Editor’s Note: Jane Merrick is a British political journalist and former political editor of the Independent on Sunday newspaper. The opinions expressed in this commentary are hers.

London CNN  — 

One year ago this week, Theresa May delivered a memorably disastrous speech to her party’s annual conference that was a metaphor for her struggling premiership: a heckler handed her the British equivalent of a pink slip, she battled with a persistent cough as she tried to speak, and parts of the set fell apart behind her.

But the UK Prime Minister may be feeling wistful about last year’s accident-prone event when she considers that, thanks to the chaos over Brexit, this conference threatens to be worse – and could even be her last as leader.

A comedian hands Theresa May a P45 during her keynote conference speech in October 2017.

Rivals circle

At the four-day gathering in Birmingham, May will try to reassert her authority over her party, claiming that she is the only person who can deliver Brexit.

The PM will say she alone is the one who has a coherent plan for the UK’s withdrawal from the European Union, which doesn’t impose a hard border between Northern Ireland and the Republic of Ireland, but also allows the country to trade as freely as possible with both Europe and the rest of the world.

This plan, known as Chequers after her country residence where it was approved by the Cabinet in July, is opposed by all factions in her Conservative Party and was rebuffed by EU leaders in Salzburg earlier this month.
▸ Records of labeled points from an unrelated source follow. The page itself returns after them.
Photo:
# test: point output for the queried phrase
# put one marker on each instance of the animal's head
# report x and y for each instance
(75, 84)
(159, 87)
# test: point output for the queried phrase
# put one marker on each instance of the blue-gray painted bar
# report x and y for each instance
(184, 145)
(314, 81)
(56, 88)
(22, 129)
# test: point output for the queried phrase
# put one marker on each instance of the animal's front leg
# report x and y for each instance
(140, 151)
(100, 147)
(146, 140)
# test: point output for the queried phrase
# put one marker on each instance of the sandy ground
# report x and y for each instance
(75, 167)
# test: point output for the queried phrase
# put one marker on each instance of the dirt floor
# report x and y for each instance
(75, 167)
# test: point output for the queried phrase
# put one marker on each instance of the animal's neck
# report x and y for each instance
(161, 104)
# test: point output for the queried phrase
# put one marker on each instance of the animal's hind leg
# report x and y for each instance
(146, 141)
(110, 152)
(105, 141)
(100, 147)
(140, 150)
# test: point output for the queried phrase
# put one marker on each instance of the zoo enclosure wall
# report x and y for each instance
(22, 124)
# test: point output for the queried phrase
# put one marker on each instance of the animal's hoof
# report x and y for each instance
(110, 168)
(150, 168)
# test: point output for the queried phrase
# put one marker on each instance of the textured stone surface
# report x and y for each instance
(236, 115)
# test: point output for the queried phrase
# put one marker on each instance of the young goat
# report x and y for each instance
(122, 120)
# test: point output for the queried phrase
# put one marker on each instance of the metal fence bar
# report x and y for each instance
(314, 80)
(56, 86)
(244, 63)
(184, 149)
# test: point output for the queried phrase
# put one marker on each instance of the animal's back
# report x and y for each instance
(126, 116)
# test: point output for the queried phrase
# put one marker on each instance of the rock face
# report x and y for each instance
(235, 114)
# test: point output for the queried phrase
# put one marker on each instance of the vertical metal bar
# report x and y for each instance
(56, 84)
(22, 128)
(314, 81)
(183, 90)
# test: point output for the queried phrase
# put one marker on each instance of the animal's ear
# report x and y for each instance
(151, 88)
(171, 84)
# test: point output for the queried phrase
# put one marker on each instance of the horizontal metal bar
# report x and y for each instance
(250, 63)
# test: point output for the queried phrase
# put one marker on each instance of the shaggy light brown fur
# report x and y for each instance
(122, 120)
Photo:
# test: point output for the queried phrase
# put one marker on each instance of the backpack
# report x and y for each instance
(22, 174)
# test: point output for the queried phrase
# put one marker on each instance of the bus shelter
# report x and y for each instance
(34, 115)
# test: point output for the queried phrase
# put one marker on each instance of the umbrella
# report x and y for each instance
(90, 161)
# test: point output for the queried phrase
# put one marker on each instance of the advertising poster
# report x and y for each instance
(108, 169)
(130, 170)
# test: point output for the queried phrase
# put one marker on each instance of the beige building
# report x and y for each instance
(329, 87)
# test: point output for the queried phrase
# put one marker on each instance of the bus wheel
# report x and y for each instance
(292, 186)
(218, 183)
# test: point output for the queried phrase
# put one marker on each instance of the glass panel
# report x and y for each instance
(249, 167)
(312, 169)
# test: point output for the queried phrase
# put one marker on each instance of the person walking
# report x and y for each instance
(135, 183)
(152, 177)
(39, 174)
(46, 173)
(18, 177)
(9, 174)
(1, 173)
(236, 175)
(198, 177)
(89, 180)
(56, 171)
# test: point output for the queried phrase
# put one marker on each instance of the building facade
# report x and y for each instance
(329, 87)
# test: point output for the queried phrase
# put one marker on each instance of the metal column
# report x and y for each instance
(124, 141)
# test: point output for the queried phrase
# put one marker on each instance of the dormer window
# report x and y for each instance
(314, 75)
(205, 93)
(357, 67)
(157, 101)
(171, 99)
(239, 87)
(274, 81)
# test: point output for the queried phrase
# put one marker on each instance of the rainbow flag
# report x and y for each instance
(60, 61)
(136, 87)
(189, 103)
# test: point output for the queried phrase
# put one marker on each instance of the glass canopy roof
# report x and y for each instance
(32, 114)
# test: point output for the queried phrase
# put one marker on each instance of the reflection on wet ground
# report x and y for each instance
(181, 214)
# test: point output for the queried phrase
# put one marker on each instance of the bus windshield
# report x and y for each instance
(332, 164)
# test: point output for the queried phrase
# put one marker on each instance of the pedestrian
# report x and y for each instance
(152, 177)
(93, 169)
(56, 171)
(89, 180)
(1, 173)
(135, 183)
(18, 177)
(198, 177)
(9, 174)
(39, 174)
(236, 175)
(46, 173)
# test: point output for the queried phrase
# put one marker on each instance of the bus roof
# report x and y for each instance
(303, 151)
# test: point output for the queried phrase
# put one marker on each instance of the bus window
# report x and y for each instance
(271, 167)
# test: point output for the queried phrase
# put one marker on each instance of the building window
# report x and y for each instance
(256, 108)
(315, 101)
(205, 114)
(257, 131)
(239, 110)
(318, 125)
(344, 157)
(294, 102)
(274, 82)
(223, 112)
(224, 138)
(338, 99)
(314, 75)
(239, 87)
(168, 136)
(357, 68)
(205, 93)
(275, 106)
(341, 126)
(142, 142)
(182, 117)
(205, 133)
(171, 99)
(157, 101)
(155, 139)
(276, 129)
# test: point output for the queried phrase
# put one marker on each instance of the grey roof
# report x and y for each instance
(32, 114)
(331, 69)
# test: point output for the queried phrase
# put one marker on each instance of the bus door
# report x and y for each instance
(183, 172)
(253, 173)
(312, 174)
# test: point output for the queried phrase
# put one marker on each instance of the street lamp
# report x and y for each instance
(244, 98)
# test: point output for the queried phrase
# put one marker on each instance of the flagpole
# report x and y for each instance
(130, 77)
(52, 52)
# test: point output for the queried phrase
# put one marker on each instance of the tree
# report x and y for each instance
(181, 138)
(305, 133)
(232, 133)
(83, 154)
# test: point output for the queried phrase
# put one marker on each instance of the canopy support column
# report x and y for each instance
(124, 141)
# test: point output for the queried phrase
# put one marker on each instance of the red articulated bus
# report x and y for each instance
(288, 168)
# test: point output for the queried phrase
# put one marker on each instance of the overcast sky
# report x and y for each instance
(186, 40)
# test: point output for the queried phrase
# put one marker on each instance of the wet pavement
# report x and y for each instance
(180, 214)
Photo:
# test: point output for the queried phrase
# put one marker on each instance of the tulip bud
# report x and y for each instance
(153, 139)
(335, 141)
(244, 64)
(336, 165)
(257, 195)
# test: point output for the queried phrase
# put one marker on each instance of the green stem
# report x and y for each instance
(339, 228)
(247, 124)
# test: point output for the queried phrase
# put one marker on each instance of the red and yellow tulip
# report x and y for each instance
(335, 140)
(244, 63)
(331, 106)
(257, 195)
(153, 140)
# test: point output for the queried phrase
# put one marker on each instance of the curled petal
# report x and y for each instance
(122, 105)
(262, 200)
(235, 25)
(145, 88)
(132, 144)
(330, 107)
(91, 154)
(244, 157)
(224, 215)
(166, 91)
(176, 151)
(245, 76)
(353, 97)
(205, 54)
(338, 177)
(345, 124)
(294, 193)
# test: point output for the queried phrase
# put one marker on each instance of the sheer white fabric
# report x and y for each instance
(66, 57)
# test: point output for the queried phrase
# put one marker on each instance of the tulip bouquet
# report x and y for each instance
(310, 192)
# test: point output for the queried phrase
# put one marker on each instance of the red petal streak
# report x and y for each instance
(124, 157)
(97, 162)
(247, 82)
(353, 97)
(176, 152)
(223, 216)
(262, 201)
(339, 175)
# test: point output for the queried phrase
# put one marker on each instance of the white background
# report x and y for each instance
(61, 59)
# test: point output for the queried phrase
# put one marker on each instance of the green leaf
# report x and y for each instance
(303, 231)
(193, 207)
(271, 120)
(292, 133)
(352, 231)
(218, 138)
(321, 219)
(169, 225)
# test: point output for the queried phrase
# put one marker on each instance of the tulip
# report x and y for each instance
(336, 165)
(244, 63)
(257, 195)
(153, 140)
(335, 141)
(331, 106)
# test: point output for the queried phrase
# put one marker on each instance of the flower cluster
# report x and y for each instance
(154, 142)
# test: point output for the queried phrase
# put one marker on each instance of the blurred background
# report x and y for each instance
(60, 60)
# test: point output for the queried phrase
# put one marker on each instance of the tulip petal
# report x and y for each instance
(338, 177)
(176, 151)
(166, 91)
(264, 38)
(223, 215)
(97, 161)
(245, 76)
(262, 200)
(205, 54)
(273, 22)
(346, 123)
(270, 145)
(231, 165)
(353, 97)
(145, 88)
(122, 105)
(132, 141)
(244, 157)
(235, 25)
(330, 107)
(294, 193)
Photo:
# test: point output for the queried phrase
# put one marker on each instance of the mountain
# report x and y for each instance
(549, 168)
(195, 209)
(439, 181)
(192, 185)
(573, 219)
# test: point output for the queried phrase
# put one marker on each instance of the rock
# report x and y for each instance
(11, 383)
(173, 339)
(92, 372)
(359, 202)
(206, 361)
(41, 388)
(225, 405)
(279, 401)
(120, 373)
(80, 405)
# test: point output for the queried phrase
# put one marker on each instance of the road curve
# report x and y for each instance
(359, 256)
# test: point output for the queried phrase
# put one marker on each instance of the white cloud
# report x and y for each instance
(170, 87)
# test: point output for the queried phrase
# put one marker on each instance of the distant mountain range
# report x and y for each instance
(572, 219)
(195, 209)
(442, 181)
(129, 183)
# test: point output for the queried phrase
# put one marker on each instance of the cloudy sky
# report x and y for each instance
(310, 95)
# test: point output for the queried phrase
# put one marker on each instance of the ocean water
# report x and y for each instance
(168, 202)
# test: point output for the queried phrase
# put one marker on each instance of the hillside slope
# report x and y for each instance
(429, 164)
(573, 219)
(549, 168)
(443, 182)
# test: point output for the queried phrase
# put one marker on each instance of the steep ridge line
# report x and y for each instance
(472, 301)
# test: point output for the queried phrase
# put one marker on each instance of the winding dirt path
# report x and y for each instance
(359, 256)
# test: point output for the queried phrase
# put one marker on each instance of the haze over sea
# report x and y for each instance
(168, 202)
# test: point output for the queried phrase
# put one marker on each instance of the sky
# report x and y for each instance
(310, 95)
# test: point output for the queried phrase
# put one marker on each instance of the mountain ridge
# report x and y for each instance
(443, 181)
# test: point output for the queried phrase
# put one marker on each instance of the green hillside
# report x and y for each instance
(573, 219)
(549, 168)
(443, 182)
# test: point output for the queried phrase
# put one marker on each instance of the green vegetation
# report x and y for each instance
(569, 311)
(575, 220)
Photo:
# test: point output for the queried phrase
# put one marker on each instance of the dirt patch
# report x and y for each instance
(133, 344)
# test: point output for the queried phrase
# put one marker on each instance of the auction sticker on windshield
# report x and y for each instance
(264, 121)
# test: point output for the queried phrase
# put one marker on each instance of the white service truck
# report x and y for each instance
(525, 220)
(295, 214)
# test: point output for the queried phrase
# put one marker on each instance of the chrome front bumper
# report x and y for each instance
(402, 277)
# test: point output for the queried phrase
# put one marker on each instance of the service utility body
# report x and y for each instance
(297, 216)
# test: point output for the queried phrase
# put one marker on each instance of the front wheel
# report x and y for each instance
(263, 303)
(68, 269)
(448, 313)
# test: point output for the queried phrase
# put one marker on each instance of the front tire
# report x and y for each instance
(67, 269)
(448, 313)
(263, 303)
May has insisted there is no alternative to Chequers – it is either this deal, or none at all.

Up steps, once again, Boris Johnson, who has an annual habit of trying to make the Conservative conference about him more than his leader. Johnson resigned as foreign secretary in July in protest at Chequers, and wants Britain to pursue a Brexit with fewer ties to the EU.

On Friday, he penned a 5,000 word article setting out his alternative plan, calling it “Super Canada,” a model based on that country’s free trade agreement with the EU. Chequers, he wrote makes the “intellectual error of believing we can be half-in, half out” of the EU.

“Super Canada” would mean zero tariffs and zero quotas on all imports and exports between the UK and EU and mutual recognition agreements to ensure standards. By necessity, there would need to be a border in Ireland, the new physical frontline between the UK and the EU – something which Chequers avoids.

Johnson insists this would not mean a hard border – but, using technology, the “extra procedures” necessary would be carried out away from the politically sensitive divide between the two countries.

The intervention by Johnson is designed to ramp up pressure on the Prime Minister to ditch Chequers in favour of a harder Brexit formulation that many in her party want. It is also a scene-setter to portray him, to the Tory party in Birmingham this week, as a leader-in-waiting.

Many Tory MPs – some of whom are former allies of May and not arch-Brexiteers – have openly discussed her handing over power once Brexit takes place on March 29 next year. Johnson is desperate to be regarded as the Brexiteers’ choice for the next leader, but there are many MPs who are opposed to him, and would even leave the Conservative Party should he become Prime Minister.

Boris Johnson's intervention was designed to increase pressure on May ahead of the party conference.

Opposition bides its time

The conference is taking place, therefore, with May’s party at the most divided and fractious it has been for years. By contrast, the opposition Labour Party has just finished its own conference, in Liverpool, having reached a relative point of unity over Brexit.

Labour’s leader, Jeremy Corbyn, has been effectively sitting on the sidelines for more than two years over Brexit, and deliberately so: holding an ambiguous position has alienated neither Labour supporters who voted leave nor remain.

Yet last week, Corbyn stepped into the Brexit debate as he has never done before. He laid out conditions for May’s proposed deal with Brussels, and said if she couldn’t meet them there should be a general election.

The technicalities of a further unscheduled national vote – after last year’s disastrous snap election when May lost her party’s overall Commons majority – mean this is unlikely to happen.

But Corbyn’s intervention, during a week in which left-wing populist measures were also floated by Labour, makes clear he is now ready to do battle with the Prime Minister over Brexit.

Whatever Brexit deal May reaches in November with Brussels negotiators, if there is a deal at all, it is likely to be opposed by the Labour Party in parliament, making a vote of no confidence, and subsequently another election or a second referendum on EU withdrawal, all the more likely.

In Birmingham this coming week, May has little choice but to hold her ground. Until now, she has been fortunate that her opponents have lacked direction over Brexit. But events can unfold quickly at party conferences, and she needs to show authority if she is to ensure it is not her last.